Freedom School youth in front of the statue of the A&T 4 on North Carolina A&T State University.

In the spring of 1960 Ella Baker, a worker at the YWCA, met with students at Shaw University to found the Student Nonviolent Coordinating Committee (SNCC), a youth organization that played a crucial role in the Civil Rights movement. 50 years later, in the spirit of SNCC’s Freedom Schools, the first Youth Organizing Institute was held at the YWCA in Raleigh

The Youth Organizing Institute (YOI) formed in March 2010 to increase the representation of the voices of youth in the debate to dismantle the Wake County school system’s diversity policy and its impact on the future of public schools.  What became apparent was the absence of the voices of the low-wealth students and parents of color in the debate, those most affected by the achievement gap and by the school to prison pipeline.

The Youth Organizing Institute was created as an intensive training program that created a space and material support for low income youth and youth of color to organize to oppose the education policies that would harm them and their communities.  The graduates from the first summer YOI founded a group called NC HEAT (Heroes Emerging Among Teens).

After the initial 2010 Youth Organizing Institute, the program has enjoyed continued success.  The Youth Organizing Institute offers grounding in an analysis of systems of oppressions and an understanding of the history of grassroots resistance and struggle.

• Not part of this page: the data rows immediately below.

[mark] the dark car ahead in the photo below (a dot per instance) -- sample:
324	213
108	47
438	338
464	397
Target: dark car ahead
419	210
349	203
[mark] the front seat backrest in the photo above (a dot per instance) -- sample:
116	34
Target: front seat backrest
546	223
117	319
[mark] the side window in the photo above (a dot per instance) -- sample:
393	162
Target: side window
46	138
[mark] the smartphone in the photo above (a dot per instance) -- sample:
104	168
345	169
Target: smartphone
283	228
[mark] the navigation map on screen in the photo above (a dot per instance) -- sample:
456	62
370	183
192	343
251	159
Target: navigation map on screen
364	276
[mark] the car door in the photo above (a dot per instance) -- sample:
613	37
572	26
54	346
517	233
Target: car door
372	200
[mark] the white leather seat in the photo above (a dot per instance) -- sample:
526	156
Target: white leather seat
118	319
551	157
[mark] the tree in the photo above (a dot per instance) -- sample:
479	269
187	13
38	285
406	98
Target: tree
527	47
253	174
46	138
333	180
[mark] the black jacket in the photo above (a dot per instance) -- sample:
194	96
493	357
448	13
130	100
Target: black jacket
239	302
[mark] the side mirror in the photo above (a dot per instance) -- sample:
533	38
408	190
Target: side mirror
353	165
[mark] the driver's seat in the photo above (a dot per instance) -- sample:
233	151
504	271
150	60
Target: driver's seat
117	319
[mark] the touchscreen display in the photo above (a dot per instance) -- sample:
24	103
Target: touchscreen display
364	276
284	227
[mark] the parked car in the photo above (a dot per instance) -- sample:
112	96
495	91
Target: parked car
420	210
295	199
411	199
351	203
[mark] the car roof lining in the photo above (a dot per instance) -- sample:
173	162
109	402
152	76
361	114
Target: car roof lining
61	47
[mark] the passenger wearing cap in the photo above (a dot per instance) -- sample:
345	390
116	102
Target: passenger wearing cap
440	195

YOI seeks to serve young people and raise issues relevant to their struggles in schools. We now focus on school pushout and discipline, LGBTQ rights, and the struggles faced by undocumented youth.

We strive to uphold the legacy of SNCC, as we study movement history in the South, center youth leadership, and organize to advance and defend the gains made by those who have come before us. Through the Youth Organizing Institute, young people feel connected to history, committed to the pursuit of justice, and empowered to continue working for civil and human rights in the South.